Orchest Pipeline defined as three Steps, where both step 1 and 2 send output to step 3

Create and name data in steps 1 and 2, and pass it to step 3 using the Orchest SDK:

"""step-1"""
import orchest

data = "Hello, World!"

# Output the data so that step-3 can retrieve it.
orchest.output(data, name="my_string")
"""step-2"""
import orchest

data = [3, 1, 4]

# Output the data so that step-3 can retrieve it.
orchest.output(data, name="my_list")

The output data from steps 1 and 2 is copied to disk so that step 3 can access it. This also lets you access the data in JupyterLab.

"""step-3"""
import orchest

# Get the input for step-3, i.e. the output of step-1 and step-2.
input_data = orchest.get_inputs()

Warning

🚨 Only call orchest.transfer.get_inputs() and orchest.transfer.output() once. Otherwise your code will break in jobs and overwrite data.

Step 3’s input_data will be:

{
 "my_list": [3, 1, 4],
 "my_string": "Hello, World!",
 "unnamed": []
}

To know more about the unnamed, key, read on.

Data passing without a name#

It is more explicit to pass data with a name. However, sometimes you may want to use a list rather than a dictionary to store your data. In these cases it’s not necessary to give output data a name.

When passing unnamed data, the receiving step treats the values as an ordered collection (see order of unnamed data). In the previous example, step 3 receives input data with a special key called unnamed.

If you change the output of step 1 to:

"""step-1"""
import orchest

data = "Hello, World!"

# Output the data so that step-3 can retrieve it.
# But this time, don't give a name.
orchest.output(data, name=None)

The input_data in step 3 would then be equal to:

{
 "my_list": [3, 1, 4],
 "unnamed": ["Hello, World!"]
}

If you change the step 2 to:

"""step-2"""
import orchest

data = [3, 1, 4]

orchest.output(data, name=None)

The input_data in step 3 would be:

{
 "unnamed": ["Hello, World!", [3, 1, 4]]
}

populating the unnamed key with the all outputted values without a name.

Ordering unnamed data#

The visual pipeline editor can define the order of the step connections and save that order to the pipeline definition file, which is then used by orchest.transfer.get_inputs().

For example, this is how the data connections look like for step 3 of the example above. You can reorder the list with drag and drop.

Ordering data connections in the visual pipeline editor in Orchest

Having the above order of connections, step 3’s input_data becomes:

{
 "unnamed": [[3, 1, 4], "Hello, World!"]
}

Top-to-bottom in the visual editor corresponds to left-to-right in unnamed.

Data passing in R#

Tip

👉 Import this example project showcasing R straight in Orchest (how to import a project).

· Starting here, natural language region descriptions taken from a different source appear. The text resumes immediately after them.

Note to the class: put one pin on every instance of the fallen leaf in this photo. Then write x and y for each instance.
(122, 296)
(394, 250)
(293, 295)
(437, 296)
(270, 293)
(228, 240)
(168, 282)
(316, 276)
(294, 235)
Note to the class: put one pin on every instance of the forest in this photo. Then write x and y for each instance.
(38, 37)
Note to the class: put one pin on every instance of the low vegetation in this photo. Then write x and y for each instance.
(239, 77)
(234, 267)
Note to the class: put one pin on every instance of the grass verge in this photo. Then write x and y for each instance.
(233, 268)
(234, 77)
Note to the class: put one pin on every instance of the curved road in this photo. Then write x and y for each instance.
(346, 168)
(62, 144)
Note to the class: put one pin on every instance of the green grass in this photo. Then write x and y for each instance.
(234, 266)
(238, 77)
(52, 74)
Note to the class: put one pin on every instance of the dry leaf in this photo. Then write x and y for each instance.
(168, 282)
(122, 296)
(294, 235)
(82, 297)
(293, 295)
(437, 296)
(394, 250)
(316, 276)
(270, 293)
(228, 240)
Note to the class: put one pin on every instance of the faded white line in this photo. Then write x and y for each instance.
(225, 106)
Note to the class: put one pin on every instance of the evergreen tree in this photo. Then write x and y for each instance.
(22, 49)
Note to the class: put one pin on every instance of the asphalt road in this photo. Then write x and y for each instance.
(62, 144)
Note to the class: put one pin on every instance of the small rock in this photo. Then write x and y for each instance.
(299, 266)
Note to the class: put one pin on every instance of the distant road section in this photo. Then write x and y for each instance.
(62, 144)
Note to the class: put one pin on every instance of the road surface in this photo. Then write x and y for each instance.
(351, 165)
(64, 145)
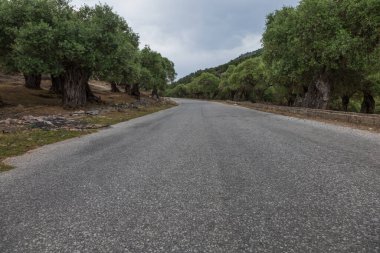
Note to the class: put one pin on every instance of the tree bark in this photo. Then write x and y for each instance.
(369, 104)
(33, 81)
(135, 90)
(127, 88)
(155, 93)
(114, 87)
(90, 95)
(318, 93)
(57, 84)
(75, 84)
(345, 102)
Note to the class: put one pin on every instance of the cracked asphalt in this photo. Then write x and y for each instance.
(200, 177)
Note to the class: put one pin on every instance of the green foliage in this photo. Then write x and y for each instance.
(157, 71)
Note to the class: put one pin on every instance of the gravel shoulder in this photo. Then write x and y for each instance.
(199, 177)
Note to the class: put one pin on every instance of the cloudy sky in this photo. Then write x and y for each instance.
(197, 34)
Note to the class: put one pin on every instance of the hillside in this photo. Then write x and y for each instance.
(219, 69)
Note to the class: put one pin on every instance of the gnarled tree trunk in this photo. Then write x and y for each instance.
(74, 91)
(318, 93)
(127, 88)
(33, 81)
(368, 104)
(155, 93)
(57, 83)
(345, 102)
(114, 87)
(135, 90)
(90, 95)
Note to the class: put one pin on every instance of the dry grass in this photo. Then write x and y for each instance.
(21, 101)
(299, 116)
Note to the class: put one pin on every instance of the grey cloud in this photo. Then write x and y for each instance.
(196, 34)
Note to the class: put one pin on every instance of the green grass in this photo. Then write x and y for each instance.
(19, 142)
(117, 117)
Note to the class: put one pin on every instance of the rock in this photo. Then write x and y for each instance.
(93, 112)
(78, 113)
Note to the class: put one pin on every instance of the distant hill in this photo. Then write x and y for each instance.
(219, 69)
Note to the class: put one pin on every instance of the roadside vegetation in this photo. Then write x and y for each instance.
(51, 37)
(67, 71)
(321, 54)
(38, 118)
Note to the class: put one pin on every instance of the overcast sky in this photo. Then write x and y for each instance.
(196, 34)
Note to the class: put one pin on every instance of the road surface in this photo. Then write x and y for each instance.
(200, 177)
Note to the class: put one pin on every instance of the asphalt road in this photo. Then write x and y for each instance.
(200, 177)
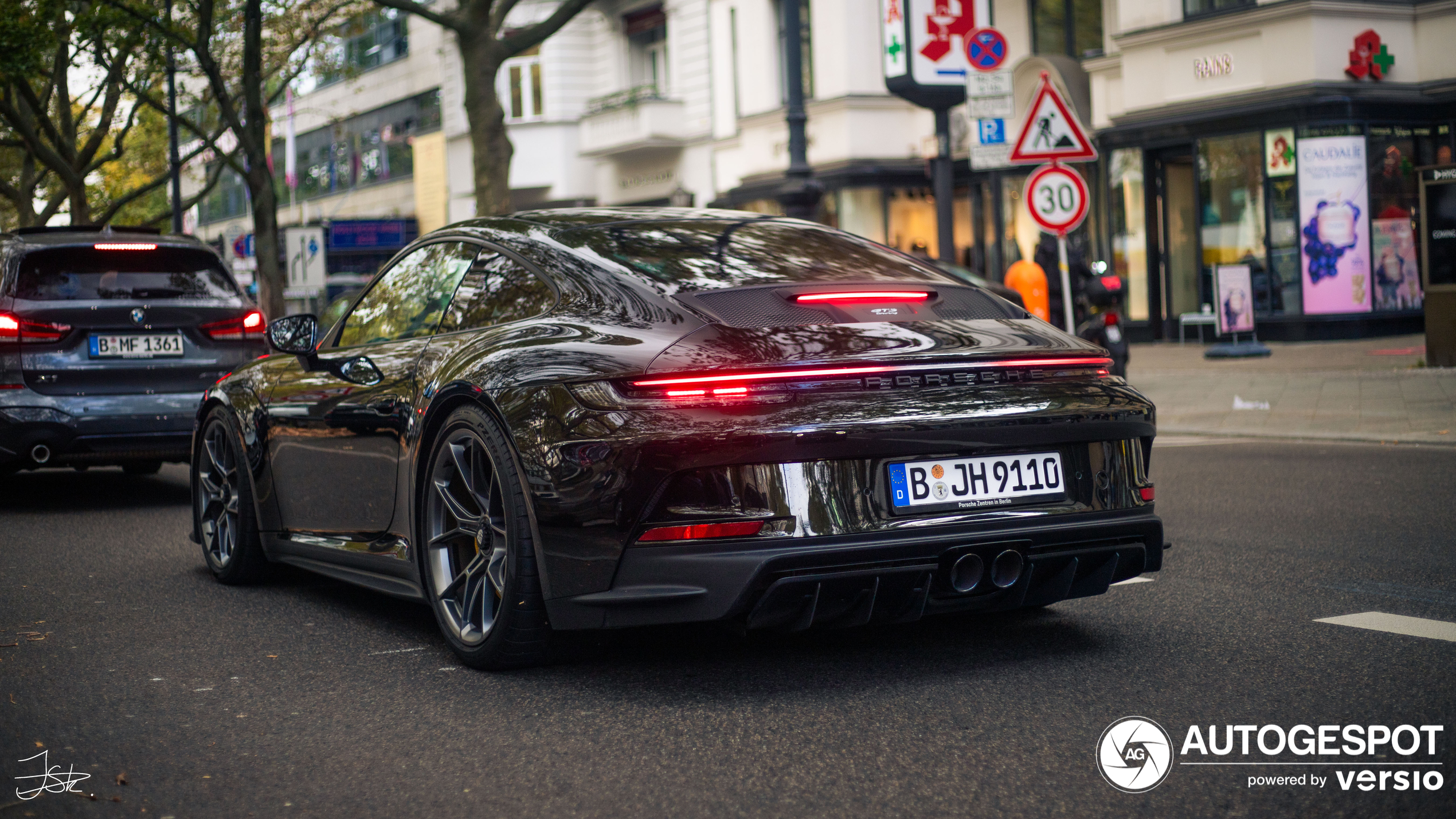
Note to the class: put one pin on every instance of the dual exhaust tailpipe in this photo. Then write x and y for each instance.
(970, 571)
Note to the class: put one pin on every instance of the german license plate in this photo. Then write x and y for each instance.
(138, 347)
(974, 483)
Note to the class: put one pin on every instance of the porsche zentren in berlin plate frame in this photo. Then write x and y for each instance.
(972, 483)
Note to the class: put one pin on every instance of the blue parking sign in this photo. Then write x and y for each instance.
(992, 131)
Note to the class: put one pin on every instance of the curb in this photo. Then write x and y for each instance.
(1324, 437)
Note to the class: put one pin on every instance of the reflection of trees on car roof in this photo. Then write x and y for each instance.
(685, 256)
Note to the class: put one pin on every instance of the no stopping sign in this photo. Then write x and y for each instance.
(1058, 198)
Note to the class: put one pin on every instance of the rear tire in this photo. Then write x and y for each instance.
(476, 550)
(142, 468)
(223, 504)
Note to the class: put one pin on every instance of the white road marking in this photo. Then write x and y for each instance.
(1397, 625)
(1197, 440)
(1139, 579)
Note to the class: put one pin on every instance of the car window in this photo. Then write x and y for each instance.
(410, 299)
(87, 274)
(497, 290)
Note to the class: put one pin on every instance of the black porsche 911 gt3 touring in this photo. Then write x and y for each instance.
(606, 418)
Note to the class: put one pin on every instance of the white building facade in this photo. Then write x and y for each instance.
(654, 102)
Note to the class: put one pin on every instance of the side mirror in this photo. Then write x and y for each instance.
(295, 334)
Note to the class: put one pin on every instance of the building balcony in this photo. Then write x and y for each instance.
(632, 121)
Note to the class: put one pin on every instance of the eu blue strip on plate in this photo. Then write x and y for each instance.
(897, 485)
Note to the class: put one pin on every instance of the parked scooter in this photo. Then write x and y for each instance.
(1099, 303)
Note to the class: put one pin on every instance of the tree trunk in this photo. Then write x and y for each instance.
(80, 206)
(490, 144)
(254, 142)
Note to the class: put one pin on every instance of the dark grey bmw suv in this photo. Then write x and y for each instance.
(108, 339)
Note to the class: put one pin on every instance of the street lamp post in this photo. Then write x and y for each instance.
(174, 156)
(800, 193)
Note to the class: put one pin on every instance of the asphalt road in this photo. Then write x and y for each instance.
(308, 697)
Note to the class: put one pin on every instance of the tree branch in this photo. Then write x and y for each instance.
(535, 34)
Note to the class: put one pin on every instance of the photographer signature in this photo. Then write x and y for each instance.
(53, 780)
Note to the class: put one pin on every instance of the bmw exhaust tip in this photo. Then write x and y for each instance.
(1007, 569)
(967, 572)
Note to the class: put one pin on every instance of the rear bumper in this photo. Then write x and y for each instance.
(95, 430)
(881, 578)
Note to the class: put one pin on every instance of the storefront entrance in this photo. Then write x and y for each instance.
(1177, 250)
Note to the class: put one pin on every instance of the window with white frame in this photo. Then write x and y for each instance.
(522, 95)
(647, 49)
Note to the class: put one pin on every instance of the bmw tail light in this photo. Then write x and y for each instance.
(17, 329)
(244, 328)
(701, 531)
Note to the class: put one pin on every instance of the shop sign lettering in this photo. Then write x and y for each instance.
(1212, 66)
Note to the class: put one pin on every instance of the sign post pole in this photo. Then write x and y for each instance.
(944, 187)
(1066, 281)
(925, 61)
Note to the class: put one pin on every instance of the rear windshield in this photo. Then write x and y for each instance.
(75, 274)
(680, 256)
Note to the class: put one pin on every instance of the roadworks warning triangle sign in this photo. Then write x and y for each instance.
(1050, 131)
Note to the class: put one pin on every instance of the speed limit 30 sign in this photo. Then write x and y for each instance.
(1058, 198)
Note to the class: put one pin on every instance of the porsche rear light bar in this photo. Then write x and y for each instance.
(248, 326)
(699, 531)
(827, 373)
(862, 296)
(777, 386)
(14, 328)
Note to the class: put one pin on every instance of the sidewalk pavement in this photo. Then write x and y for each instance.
(1353, 390)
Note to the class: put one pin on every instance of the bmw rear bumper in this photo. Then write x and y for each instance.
(95, 430)
(861, 579)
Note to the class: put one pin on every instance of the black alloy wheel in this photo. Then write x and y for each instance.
(222, 501)
(478, 562)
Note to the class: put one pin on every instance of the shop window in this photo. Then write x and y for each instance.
(1394, 153)
(365, 42)
(647, 49)
(1200, 7)
(522, 80)
(1068, 26)
(362, 150)
(1129, 228)
(861, 211)
(913, 223)
(805, 52)
(1285, 294)
(1231, 194)
(229, 198)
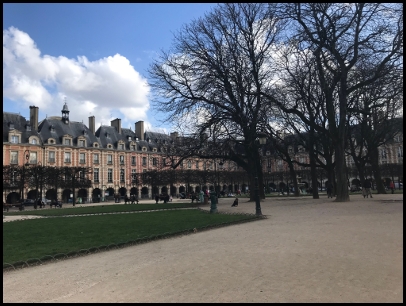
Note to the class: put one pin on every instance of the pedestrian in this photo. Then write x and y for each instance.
(392, 187)
(366, 191)
(329, 188)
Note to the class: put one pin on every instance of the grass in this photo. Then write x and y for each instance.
(97, 209)
(37, 238)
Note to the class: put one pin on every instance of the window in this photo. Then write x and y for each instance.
(33, 157)
(122, 175)
(67, 157)
(14, 139)
(96, 175)
(13, 157)
(82, 158)
(51, 156)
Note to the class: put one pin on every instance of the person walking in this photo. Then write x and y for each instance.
(392, 187)
(329, 188)
(366, 191)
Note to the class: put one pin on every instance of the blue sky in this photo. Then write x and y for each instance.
(95, 55)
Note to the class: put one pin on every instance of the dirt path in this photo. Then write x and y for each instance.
(306, 251)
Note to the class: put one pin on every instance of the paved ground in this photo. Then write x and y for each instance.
(305, 251)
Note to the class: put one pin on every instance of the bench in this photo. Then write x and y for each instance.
(56, 204)
(7, 206)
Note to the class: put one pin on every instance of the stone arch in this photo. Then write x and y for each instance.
(122, 191)
(66, 195)
(173, 190)
(13, 198)
(144, 192)
(50, 194)
(32, 194)
(134, 190)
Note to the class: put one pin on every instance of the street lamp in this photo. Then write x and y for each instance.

The Orchest SDK works in R through the reticulate package. To use it, first create an Orchest environment which uses the orchest/base-kernel-r base image (you can find more details here). Next you need to install reticulate and configure access to Python and the Orchest SDK. You can do so by having a script (let’s say Install.r) in your project with the following content:

install.packages("reticulate", repos = "http://cran.us.r-project.org")
library(reticulate)

# Dynamically find system Python
python_path <- system("which python", intern=TRUE)
use_python(python_path)

# Pre compile orchest deps
orchest <- import("orchest")

print(orchest)

and having the environment set-up script perform Rscript Install.r. You will then be able to access the Orchest SDK through R in every step that makes use of this environment as follows:

library(reticulate);
python_path <- system("which python", intern=TRUE);
use_python(python_path);
orchest <- import("orchest");
orchest$transfer$output(2, name="Test");

In a child step you will be able to retrieve the output:

library(reticulate);
python_path <- system("which python", intern=TRUE);
use_python(python_path);
orchest <- import("orchest")
step_inputs = orchest$transfer$get_inputs()
step_inputs$Test

Data passing in Julia#

Refer to the Julia example project showcasing Julia in Orchest (how to import a project).

Data passing in JavaScript#

Refer to the JavaScript example project showcasing JavaScript in Orchest (how to import a project).